Should the law lend legal validity to a clause in a contract that empowers one of the parties to unilaterally vary its terms? And should there be any difference in the applicable rule if the contracting party who has the power to vary is in a superior bargaining position, such as an employer in an employment contract? These are the two principal questions that this post will consider.
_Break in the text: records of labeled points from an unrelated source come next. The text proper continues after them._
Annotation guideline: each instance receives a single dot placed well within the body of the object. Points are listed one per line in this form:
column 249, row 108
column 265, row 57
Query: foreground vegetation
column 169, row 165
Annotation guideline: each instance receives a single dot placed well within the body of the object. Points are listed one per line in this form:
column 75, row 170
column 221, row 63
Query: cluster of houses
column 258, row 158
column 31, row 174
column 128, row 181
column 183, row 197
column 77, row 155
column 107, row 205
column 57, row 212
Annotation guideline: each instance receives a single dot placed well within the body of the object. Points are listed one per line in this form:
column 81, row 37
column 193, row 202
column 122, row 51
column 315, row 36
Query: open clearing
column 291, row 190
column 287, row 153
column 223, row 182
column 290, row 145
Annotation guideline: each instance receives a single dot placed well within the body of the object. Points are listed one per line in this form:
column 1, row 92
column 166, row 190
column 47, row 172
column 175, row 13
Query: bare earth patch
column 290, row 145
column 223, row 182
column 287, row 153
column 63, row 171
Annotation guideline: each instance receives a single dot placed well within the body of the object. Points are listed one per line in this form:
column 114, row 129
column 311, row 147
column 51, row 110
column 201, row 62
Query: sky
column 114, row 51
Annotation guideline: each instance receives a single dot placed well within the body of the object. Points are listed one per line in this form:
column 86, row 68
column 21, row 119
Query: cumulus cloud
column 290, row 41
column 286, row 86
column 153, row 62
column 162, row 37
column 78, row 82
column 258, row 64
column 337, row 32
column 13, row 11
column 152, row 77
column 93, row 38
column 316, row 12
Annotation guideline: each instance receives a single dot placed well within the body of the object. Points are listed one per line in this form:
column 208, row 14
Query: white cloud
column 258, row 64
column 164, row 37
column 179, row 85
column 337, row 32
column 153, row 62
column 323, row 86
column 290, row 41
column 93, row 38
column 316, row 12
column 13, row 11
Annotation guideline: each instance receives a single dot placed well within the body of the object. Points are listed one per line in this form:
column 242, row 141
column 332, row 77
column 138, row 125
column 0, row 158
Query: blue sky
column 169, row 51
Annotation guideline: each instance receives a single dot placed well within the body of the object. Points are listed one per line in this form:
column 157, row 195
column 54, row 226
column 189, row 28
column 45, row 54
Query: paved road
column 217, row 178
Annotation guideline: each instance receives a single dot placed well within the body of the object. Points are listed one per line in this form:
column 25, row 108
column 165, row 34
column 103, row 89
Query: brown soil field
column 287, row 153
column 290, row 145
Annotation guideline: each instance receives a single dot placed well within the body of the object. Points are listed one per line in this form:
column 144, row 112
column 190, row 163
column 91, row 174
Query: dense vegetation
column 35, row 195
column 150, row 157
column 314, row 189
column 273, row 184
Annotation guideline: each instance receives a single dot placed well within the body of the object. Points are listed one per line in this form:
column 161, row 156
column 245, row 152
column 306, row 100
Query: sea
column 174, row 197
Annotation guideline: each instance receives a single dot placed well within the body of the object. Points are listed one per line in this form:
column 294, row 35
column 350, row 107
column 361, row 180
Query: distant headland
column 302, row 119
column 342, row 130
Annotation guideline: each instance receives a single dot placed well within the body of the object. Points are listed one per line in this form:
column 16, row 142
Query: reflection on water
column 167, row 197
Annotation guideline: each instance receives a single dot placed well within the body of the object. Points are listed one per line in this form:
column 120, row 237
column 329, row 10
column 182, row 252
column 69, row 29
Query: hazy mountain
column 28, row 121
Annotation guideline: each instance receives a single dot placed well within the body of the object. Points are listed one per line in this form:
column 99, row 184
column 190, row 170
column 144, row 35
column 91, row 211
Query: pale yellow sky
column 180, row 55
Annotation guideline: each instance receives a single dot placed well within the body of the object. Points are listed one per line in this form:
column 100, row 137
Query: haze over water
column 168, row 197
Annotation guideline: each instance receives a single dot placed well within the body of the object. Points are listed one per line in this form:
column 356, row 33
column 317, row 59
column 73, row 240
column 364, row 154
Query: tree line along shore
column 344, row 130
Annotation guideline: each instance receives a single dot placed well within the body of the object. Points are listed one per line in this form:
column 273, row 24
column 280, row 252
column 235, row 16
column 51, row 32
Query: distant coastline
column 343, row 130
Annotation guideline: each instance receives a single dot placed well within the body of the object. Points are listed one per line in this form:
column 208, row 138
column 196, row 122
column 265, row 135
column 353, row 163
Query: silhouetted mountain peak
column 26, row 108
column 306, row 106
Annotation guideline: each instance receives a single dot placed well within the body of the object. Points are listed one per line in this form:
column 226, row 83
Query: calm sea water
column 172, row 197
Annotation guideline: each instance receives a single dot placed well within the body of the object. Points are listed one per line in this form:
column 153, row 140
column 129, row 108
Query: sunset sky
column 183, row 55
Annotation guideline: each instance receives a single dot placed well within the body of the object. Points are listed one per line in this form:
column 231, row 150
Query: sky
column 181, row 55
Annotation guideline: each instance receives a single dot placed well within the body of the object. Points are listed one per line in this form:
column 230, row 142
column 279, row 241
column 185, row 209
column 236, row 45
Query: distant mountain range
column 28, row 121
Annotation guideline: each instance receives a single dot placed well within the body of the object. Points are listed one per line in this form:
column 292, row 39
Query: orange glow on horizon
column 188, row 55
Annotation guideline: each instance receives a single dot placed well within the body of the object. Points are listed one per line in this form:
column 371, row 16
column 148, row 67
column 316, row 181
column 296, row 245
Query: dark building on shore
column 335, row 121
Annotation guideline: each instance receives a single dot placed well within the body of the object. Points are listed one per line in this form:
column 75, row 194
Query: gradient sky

In the view of John Stuart Mill, everyone should have the right to consent (or not to consent) to change their mind in the future and to have that position respected by the law.[1] Up to a point, Mill’s position reflects the current law, since the point of departure is that contracts can only be varied by mutual consent, irrespective of whether the bargain concluded is a commercial contract[2] or employment contract.[3] However, there is an exception. For example, in the case of a unilateral variation clause – where the employee has exercised their autonomy to agree to a provision that permits the employer to change the terms of the contract of employment without the approval of the employee – contract law recognises that mutual consent is superfluous.[4] This is controversial for the reason that the employee is in an unequal bargaining position vis-à-vis the employer as well as subordinate to the employer and subject to the latter’s commands. Thus, there is the temptation to reform the law to invalidate unilateral variation clauses. But in this post, I make the claim that this temptation should be resisted, albeit not as a matter of principle, but for doctrinal reasons.